Kate Webb

One day, two lonely people

Their endless sweary tirades are exhausting A.L. Kennedy’s frustrated protagonists — and also (after 500 pages) her readers

issue 14 May 2016

Twenty-four long hours, two lonely people, one city in decline. This is the premise of A.L. Kennedy’s new novel Serious Sweet, a work full of anger at what has happened to London since the Thatcher revolution and concern for the city’s isolated, impotent inhabitants. Kennedy’s representative Londoners are Jon, a divorced and fusty civil servant, a ‘passed over man’ plagued by failure, and Meg, a bankrupt accountant and recovering alcoholic who jokes at her own expense that she is ‘Fine: Fucked-up Insecure Neurotic and Emotional’. The novel takes in many contemporary bugbears — the loss of civility, state snooping on private lives, misogyny and child abuse — but like the city itself, these are largely in the background or filtered through the minds of Jon and Meg. The plot of Serious Sweet, such as it is, lies in the vast interior landscapes of Kennedy’s suffering, self-lacerating protagonists.

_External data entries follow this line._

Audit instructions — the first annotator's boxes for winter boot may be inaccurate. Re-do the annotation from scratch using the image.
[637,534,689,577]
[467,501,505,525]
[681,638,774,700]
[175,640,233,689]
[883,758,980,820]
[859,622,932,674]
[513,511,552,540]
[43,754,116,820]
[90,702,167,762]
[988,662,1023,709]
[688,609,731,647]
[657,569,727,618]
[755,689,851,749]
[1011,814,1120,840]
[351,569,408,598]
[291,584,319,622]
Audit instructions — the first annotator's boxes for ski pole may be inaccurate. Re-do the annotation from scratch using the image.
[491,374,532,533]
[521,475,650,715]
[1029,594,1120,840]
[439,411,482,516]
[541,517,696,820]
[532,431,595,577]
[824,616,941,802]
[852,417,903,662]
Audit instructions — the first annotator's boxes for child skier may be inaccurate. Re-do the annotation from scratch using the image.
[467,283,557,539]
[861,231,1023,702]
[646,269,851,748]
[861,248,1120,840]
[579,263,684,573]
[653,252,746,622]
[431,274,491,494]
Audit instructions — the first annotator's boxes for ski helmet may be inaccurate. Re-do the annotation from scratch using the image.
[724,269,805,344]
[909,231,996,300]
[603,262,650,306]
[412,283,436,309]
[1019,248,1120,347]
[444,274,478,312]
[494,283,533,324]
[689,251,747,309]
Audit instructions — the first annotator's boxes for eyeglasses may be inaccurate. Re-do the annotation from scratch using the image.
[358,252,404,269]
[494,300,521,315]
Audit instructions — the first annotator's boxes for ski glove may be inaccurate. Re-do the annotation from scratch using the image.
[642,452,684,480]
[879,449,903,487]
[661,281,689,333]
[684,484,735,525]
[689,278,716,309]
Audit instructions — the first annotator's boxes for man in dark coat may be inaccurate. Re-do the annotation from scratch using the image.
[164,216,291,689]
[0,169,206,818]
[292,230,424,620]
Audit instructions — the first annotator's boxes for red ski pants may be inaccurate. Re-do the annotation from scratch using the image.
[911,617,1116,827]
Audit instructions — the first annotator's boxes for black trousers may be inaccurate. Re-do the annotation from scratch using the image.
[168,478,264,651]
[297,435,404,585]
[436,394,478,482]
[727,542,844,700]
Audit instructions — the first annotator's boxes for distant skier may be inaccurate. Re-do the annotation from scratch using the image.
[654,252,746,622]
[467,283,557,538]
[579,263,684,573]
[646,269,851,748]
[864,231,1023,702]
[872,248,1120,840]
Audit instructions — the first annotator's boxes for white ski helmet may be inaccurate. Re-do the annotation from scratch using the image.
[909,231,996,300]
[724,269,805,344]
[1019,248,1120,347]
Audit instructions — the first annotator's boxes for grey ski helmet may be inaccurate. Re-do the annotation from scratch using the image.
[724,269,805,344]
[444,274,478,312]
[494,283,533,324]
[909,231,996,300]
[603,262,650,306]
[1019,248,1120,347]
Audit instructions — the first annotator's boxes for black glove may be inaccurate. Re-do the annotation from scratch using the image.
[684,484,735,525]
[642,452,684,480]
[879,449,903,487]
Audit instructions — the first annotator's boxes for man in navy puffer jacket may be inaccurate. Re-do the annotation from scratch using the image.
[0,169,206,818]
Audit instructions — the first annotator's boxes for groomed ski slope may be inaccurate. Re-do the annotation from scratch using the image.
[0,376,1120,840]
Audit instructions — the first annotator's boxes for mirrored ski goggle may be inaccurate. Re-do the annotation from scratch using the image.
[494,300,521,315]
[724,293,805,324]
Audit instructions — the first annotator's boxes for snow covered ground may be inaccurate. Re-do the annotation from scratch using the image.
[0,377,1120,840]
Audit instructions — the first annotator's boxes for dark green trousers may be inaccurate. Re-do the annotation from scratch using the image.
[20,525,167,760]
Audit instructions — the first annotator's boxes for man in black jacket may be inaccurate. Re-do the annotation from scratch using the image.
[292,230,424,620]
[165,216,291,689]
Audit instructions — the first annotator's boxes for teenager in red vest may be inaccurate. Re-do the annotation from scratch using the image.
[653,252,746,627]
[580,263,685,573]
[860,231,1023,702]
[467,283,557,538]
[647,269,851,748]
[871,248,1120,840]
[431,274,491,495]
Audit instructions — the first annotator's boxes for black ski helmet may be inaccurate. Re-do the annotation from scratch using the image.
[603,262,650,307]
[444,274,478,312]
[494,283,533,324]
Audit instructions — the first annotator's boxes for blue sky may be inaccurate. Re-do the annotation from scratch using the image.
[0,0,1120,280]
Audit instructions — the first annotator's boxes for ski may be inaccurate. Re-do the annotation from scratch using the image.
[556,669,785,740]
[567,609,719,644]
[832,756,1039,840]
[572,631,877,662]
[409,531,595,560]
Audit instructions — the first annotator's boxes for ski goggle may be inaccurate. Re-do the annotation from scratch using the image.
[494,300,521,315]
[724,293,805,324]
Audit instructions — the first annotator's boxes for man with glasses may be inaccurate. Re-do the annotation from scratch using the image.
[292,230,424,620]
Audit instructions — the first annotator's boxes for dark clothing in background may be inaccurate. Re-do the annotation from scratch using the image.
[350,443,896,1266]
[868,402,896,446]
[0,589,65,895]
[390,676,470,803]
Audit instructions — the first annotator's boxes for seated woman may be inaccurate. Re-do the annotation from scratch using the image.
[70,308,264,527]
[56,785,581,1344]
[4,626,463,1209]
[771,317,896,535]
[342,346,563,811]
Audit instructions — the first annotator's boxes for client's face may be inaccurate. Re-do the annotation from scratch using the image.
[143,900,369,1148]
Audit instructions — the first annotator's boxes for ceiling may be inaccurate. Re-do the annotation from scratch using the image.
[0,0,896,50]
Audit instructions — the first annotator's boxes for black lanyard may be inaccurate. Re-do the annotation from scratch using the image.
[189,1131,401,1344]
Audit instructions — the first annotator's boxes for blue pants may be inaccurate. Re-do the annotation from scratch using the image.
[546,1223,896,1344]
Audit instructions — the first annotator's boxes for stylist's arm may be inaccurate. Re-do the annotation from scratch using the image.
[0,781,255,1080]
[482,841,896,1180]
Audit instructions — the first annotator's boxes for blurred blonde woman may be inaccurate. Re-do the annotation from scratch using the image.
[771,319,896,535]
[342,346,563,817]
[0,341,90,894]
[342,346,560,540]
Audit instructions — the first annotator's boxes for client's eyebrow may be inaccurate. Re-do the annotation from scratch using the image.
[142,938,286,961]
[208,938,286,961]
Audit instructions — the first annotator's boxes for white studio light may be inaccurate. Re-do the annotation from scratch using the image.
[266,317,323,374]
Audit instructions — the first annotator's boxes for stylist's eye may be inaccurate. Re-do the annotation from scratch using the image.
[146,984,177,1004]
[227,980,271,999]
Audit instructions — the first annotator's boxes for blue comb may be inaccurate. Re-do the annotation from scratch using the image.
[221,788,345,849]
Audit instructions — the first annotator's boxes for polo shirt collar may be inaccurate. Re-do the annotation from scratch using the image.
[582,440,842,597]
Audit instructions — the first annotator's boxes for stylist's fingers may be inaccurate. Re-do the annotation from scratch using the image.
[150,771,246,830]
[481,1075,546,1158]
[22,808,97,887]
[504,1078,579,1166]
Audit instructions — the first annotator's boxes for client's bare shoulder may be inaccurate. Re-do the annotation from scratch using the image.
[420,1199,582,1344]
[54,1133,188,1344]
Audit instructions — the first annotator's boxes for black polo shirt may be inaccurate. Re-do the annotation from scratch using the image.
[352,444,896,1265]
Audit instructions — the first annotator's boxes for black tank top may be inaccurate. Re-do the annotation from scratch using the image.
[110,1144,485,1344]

As with other recent explorations of 21st-century individualism (Knausgaard, Yanagihara), Kennedy thinks that it takes a big novel to show just how distended the self has become. But in her case, the pursuit of people who are traumatised and adrift, and whose language is often banal (‘Fuck him fuck him fuck him fuck him fuck him’, is one of Meg’s not untypical thoughts), means that it isn’t only her characters, but Kennedy’s novel itself that suffers from a sense of exhaustion: endless sweary tirades are intended to show how frustrated Jon and Meg are, but the cumulative effect is deadening, making their voices indistinguishable and undermining what is nuanced and sensitive in Kennedy’s writing.

The epigraph to Serious Sweet comes from Matthew Arnold: ‘to see the object as in itself it truly is’. In her effort to achieve this, Kennedy gives over nearly half her book to italicised interior monologues which intersect with, and at times threaten to swallow up, the omniscient narration.